A solar project will be considered in service for tax purposes even though the utility with which the project is interconnected has not finished the intertie to connect the project to the grid as long as the project has a temporary means to get electricity to the grid, the IRS said.
The IRS made the statement in a private letter ruling released in March. The ruling is Private Letter Ruling 201611011.
The ruling is in keeping with other rulings the IRS has issued to wind and at least one other solar developer.
In the other rulings, the developers were able to deliver at least 20% of their electricity to the grid through a temporary route. The percentage in this case is redacted.
A power project is not in service until it can deliver its electricity to the grid.
Some solar developers were concerned, before Congress extended the 30% investment tax credit for solar facilities last December, that utilities might take longer than expected to complete interties needed for interconnection, thereby preventing projects from making it into service by a December 2016 deadline to qualify for tax credits. When Congress extended the tax credit, it moved the deadline back to December 2019 and converted it into a deadline merely start construction rather than to complete projects. (There still is an outside deadline to complete solar projects by December 2023 to qualify for an elevated tax credit.)
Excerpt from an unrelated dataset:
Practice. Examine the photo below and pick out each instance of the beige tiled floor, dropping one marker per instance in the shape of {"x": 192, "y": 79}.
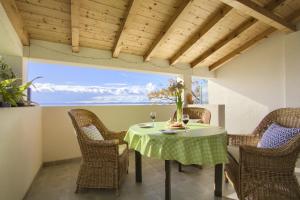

The ruling involves two utility-scale solar photovoltaic projects. The intertie for one of the two projects may not be ready in time.
The developer planned to run electricity from both projects through the same intertie, requiring both projects to operate at reduced capacity until the permanent intertie for the second project is ready. This arrangement would remain in place for an indefinite period. The developer said the arrays at both projects will be rotated on one-week intervals to make sure each array is operating a reasonably consistent number of hours overall.